OK, finally we have everything we need to bind and unbind variables in ASTs. Let’s suppose we went with Idea 2 from above — just storing a flat list of names at the binding site.

static class Binder
{
    public static BindingSite<T> Bind<T>(ImmutableArray<Free> variables, T body) where T : IBindable<T>
    {
        var variablesLookup = variables
            .Select((x, i) => new KeyValuePair<Free, int>(x, i))
            .ToImmutableDictionary();

        var level = 0;
        T Go(T x)
        {
            if (x.TryGetName(out var name))  // x is a variable
            {
                if (name.IsFree && variablesLookup.TryGetValue(name.Free, out var ix))
                {
                    return x.SetName(new Name(new Bound(level, ix)));
                }
                return x;
            }
            else if (x.TryGetBindingSite(out var bs))  // x is a binding site
            {
                level++;
                var newBody = Go(bs.Body);
                level--;
                return x.SetBindingSite(bs.WithBody(newBody));
            }
            else
            {
                return x.RewriteChildren(Go);
            }
        }
        return new BindingSite<T>(variables, Go(body));
    }

    public static (ImmutableArray<Free>, T) Unbind<T>(BindingSite<T> bindingSite, IFreshener freshener) where T : IBindable<T>
    {
        var variables = bindingSite
            .Variables
            .Select(freshener.Freshen)
            .ToImmutableArray();

        var level = 0;
        T Go(T x)
        {
            if (x.TryGetName(out var name))
            {
                if (name.IsBound && name.Bound.Level == level)
                {
                    return x.SetName(new Name(variables[name.Bound.Index]));
                }
                return x;
            }
            else if (x.TryGetBindingSite(out var bs))
            {
                level++;
                var newBody = Go(bs.Body);
                level--;
                if (!ReferenceEquals(bs.Body, newBody))
                {
                    return x.SetBindingSite(bs.WithBody(newBody));
                }
                return x;
            }
            else
            {
                return x.RewriteChildren(Go);
            }
        }
        return (variables, Go(bindingSite.Body));
    }
}

You can develop versions of Rewrite, SelfAndDescendants, and so on, which appropriately Bind and Unbind variables inside the tree.

There are a couple of design issues regarding the performance of Bind/Unbind.
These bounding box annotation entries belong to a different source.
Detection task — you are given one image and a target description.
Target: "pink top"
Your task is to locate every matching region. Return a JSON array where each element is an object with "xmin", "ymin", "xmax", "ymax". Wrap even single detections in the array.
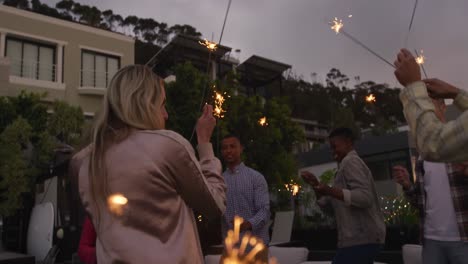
[{"xmin": 76, "ymin": 130, "xmax": 226, "ymax": 264}]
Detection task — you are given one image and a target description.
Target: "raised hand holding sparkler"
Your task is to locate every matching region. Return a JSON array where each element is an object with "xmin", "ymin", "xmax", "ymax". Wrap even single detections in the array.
[{"xmin": 394, "ymin": 49, "xmax": 421, "ymax": 86}]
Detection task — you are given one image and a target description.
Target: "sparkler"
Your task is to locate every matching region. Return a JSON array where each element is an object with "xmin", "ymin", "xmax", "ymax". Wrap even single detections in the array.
[
  {"xmin": 258, "ymin": 116, "xmax": 268, "ymax": 126},
  {"xmin": 222, "ymin": 216, "xmax": 277, "ymax": 264},
  {"xmin": 198, "ymin": 39, "xmax": 218, "ymax": 52},
  {"xmin": 414, "ymin": 49, "xmax": 427, "ymax": 79},
  {"xmin": 107, "ymin": 193, "xmax": 128, "ymax": 216},
  {"xmin": 284, "ymin": 180, "xmax": 301, "ymax": 196},
  {"xmin": 330, "ymin": 17, "xmax": 395, "ymax": 68},
  {"xmin": 330, "ymin": 17, "xmax": 344, "ymax": 35},
  {"xmin": 405, "ymin": 0, "xmax": 418, "ymax": 47},
  {"xmin": 366, "ymin": 94, "xmax": 377, "ymax": 103},
  {"xmin": 213, "ymin": 90, "xmax": 229, "ymax": 118}
]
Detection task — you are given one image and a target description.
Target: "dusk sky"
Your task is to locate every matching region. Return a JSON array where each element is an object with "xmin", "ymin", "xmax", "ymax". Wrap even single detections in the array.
[{"xmin": 43, "ymin": 0, "xmax": 468, "ymax": 89}]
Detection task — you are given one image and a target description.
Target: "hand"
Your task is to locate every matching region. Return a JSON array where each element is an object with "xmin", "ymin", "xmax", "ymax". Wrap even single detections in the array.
[
  {"xmin": 312, "ymin": 182, "xmax": 333, "ymax": 195},
  {"xmin": 394, "ymin": 49, "xmax": 421, "ymax": 86},
  {"xmin": 196, "ymin": 104, "xmax": 216, "ymax": 144},
  {"xmin": 423, "ymin": 79, "xmax": 460, "ymax": 99},
  {"xmin": 392, "ymin": 166, "xmax": 411, "ymax": 190},
  {"xmin": 301, "ymin": 171, "xmax": 320, "ymax": 187},
  {"xmin": 240, "ymin": 221, "xmax": 252, "ymax": 232},
  {"xmin": 453, "ymin": 161, "xmax": 468, "ymax": 177}
]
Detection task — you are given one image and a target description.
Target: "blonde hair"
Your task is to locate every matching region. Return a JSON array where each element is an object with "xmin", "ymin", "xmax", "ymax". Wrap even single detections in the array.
[{"xmin": 89, "ymin": 65, "xmax": 164, "ymax": 223}]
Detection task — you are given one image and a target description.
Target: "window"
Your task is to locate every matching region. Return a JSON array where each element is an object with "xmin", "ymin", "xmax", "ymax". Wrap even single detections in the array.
[
  {"xmin": 6, "ymin": 38, "xmax": 55, "ymax": 82},
  {"xmin": 81, "ymin": 50, "xmax": 120, "ymax": 88}
]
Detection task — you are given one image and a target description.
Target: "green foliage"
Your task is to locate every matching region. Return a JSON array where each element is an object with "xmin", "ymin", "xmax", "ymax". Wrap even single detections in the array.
[
  {"xmin": 380, "ymin": 196, "xmax": 419, "ymax": 226},
  {"xmin": 0, "ymin": 117, "xmax": 32, "ymax": 216},
  {"xmin": 283, "ymin": 69, "xmax": 405, "ymax": 135},
  {"xmin": 166, "ymin": 62, "xmax": 207, "ymax": 138},
  {"xmin": 0, "ymin": 92, "xmax": 84, "ymax": 216},
  {"xmin": 166, "ymin": 63, "xmax": 304, "ymax": 187}
]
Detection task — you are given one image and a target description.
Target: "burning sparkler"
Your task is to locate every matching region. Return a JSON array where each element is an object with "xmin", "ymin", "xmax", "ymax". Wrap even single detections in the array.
[
  {"xmin": 329, "ymin": 17, "xmax": 395, "ymax": 68},
  {"xmin": 258, "ymin": 116, "xmax": 268, "ymax": 126},
  {"xmin": 416, "ymin": 50, "xmax": 426, "ymax": 65},
  {"xmin": 366, "ymin": 94, "xmax": 376, "ymax": 103},
  {"xmin": 222, "ymin": 216, "xmax": 276, "ymax": 264},
  {"xmin": 213, "ymin": 90, "xmax": 226, "ymax": 118},
  {"xmin": 284, "ymin": 180, "xmax": 301, "ymax": 196},
  {"xmin": 330, "ymin": 17, "xmax": 344, "ymax": 34},
  {"xmin": 107, "ymin": 193, "xmax": 128, "ymax": 216},
  {"xmin": 198, "ymin": 39, "xmax": 218, "ymax": 51}
]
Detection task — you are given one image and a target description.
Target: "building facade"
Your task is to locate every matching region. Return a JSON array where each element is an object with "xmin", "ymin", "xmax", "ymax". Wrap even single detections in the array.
[{"xmin": 0, "ymin": 5, "xmax": 135, "ymax": 116}]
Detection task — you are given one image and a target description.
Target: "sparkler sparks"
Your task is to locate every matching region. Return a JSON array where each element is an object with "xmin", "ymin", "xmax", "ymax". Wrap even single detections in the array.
[
  {"xmin": 330, "ymin": 17, "xmax": 344, "ymax": 34},
  {"xmin": 284, "ymin": 180, "xmax": 301, "ymax": 196},
  {"xmin": 221, "ymin": 216, "xmax": 277, "ymax": 264},
  {"xmin": 366, "ymin": 94, "xmax": 376, "ymax": 103},
  {"xmin": 258, "ymin": 116, "xmax": 268, "ymax": 126},
  {"xmin": 107, "ymin": 193, "xmax": 128, "ymax": 216},
  {"xmin": 198, "ymin": 39, "xmax": 218, "ymax": 51},
  {"xmin": 414, "ymin": 49, "xmax": 427, "ymax": 79},
  {"xmin": 416, "ymin": 50, "xmax": 426, "ymax": 65}
]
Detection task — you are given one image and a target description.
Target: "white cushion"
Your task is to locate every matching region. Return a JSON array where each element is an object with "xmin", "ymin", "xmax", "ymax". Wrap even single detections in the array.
[
  {"xmin": 402, "ymin": 244, "xmax": 422, "ymax": 264},
  {"xmin": 268, "ymin": 247, "xmax": 309, "ymax": 264}
]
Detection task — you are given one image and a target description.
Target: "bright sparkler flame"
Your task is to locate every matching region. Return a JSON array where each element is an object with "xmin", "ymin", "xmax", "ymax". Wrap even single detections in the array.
[
  {"xmin": 330, "ymin": 17, "xmax": 344, "ymax": 34},
  {"xmin": 258, "ymin": 116, "xmax": 268, "ymax": 126},
  {"xmin": 198, "ymin": 39, "xmax": 218, "ymax": 51},
  {"xmin": 107, "ymin": 193, "xmax": 128, "ymax": 216},
  {"xmin": 221, "ymin": 216, "xmax": 277, "ymax": 264},
  {"xmin": 213, "ymin": 91, "xmax": 226, "ymax": 118},
  {"xmin": 366, "ymin": 94, "xmax": 376, "ymax": 103},
  {"xmin": 416, "ymin": 50, "xmax": 426, "ymax": 65}
]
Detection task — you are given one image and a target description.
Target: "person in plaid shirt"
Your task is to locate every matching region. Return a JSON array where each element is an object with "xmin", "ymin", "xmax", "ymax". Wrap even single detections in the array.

Each call traverses and rewrites the whole tree and potentially chews through a bunch of fresh names, so if you bind and unbind a lot then you’re gonna have performance problems.

There might be room for improvement here — off the top of my head, you could rewrite everything up to the next binding site and just store a “substitution to be applied” there. You can defer applying the changes until you’re asked to open that binding site. I suspect that’d give you asymptotic speedups (quadratic -> linear?) for certain algorithms which do lots of renaming.

Also, some tree operations don’t require you to Unbind and re-Bind every single binding site. If you’re doing some sort of operation where you’re not generating new names or binding sites, or moving nodes across binding sites, you can just leave Bound variables where they are. That’s an argument for making (eg) bindingSite.Body public, and going under it in GetChildren/SetChildren. Although in practice that’s the sort of thing which is hard to get right and can cause subtle (or not-so-subtle) bugs in your language implementation.